(217 days)
To identify the Reference Device(s) K/DEN number, I need to look for the "Reference Device(s)" section in the provided text.
In your input, the "Reference Device(s)" section explicitly states:
Reference Device(s)
Not Found
Therefore, there are no Reference Device(s) K/DEN numbers listed.
No
The document describes a standard TENS device with a microprocessor for controlling modes and strength. There is no mention of AI, ML, or any learning or adaptive capabilities based on data. The performance studies are focused on safety and compatibility, not algorithmic performance.
Yes.
The device is marketed for the temporary relief and management of pain associated with sore muscles and arthritis, which are therapeutic claims.
No
The device is a Transcutaneous Electrical Nerve Stimulator (TENS) intended for temporary relief and management of pain. It is not described as diagnosing any condition, but rather providing symptomatic relief.
No
The device description explicitly states it consists of hardware components including a microprocessor, buttons, electrical pads, and display, in addition to software control.
Based on the provided information, this device is not an IVD (In Vitro Diagnostic).
Here's why:
- Intended Use: The intended use is for the temporary relief and management of pain by applying electrical stimulation to the body. This is a therapeutic use, not a diagnostic one.
- Device Description: The description details a TENS device that delivers electrical pulses to the body through electrodes. This is consistent with a therapeutic device, not a device that analyzes samples from the body (which is the core function of an IVD).
- Lack of IVD Characteristics: There is no mention of analyzing biological samples (blood, urine, tissue, etc.), reagents, or any other components typically associated with in vitro diagnostics.

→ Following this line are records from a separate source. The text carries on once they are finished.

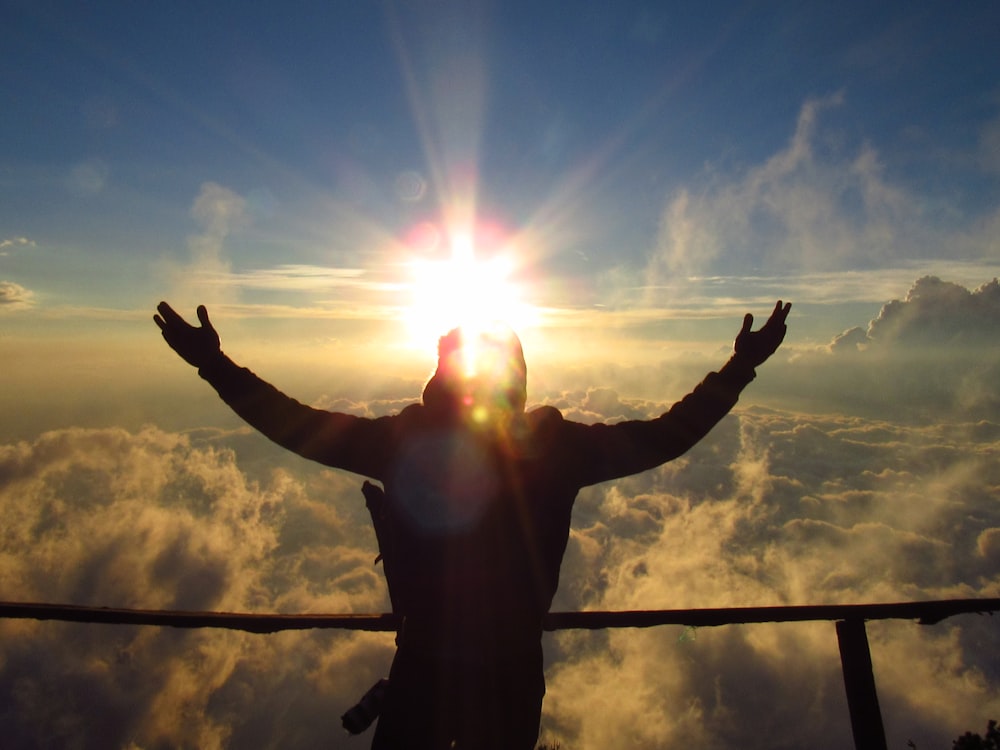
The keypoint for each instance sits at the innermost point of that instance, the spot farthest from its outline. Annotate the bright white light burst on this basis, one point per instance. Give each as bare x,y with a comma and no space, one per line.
464,290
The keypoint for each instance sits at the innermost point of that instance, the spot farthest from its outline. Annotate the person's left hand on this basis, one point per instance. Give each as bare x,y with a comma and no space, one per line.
197,345
754,347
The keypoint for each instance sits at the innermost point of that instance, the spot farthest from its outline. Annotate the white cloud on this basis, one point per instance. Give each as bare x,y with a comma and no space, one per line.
13,242
820,204
773,508
14,296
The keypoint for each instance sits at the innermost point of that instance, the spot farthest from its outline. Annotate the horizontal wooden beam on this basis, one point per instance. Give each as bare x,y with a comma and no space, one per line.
927,613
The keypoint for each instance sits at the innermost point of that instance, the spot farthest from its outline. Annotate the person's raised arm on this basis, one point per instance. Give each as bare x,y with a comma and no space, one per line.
610,451
341,440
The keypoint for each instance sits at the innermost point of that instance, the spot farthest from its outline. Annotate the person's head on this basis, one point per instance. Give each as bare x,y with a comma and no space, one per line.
480,374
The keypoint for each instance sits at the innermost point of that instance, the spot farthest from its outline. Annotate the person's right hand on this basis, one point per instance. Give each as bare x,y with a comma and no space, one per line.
197,345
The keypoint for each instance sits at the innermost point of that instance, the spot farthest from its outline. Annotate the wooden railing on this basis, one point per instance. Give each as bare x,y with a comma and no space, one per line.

In summary, the AD-2129A TENS device is a therapeutic device used for pain relief, not a diagnostic device used to test samples outside the body.
N/A
Intended Use / Indications for Use
The AD-2129A TENS device is intended for temporary relief of pain associated with sore and aching muscles due to strain from exercise or normal household and work activities. It is also intended for symptomatic relief and management of chronic, intractable pain and relief of pain associated with arthritis.
Product codes
NUH, NYN
Device Description
The AD-2129A Transcutaneous Electrical Nerve Stimulator(TENS) is transcutaneous electrical nerve stimulator for relief of muscular pain and sold without prescription.
The device consists of a microprocessor, buttons, electrical pads, and display. Keys can control the device to choose the operation modes, adjust pulse output strength, then the channel that effectively transfers your desired choice of programmed electrical pulses directly through electrode adhesive pads to the suggested area of the body where the electrodes are placed, causing minimal muscle stimulation. The LCD display can show user the mode and strength chosen and other information like date and time
Self-adhesive electrodes are used in this devices, and they are intended for use as the disposable, conductive adhesive interface between the patient's skin and the Electrical Stimulator. The electrodes is for OTC use, and mainly consists of substrate and wire.
Mentions image processing
Not Found
Mentions AI, DNN, or ML
Not Found
Input Imaging Modality
Not Found
Anatomical Site
Not Found
Indicated Patient Age Range
Not Found
Intended User / Care Setting
Home use (Over-The-Counter Use)
Description of the training set, sample size, data source, and annotation protocol
Not Found
Description of the test set, sample size, data source, and annotation protocol
Not Found
Summary of Performance Studies
Non-clinical Testing Summary:
(1) Biocompatibility of materials: Tested according to ISO 10993-5 and ISO 10993-10, result shows it meets applicable requirements.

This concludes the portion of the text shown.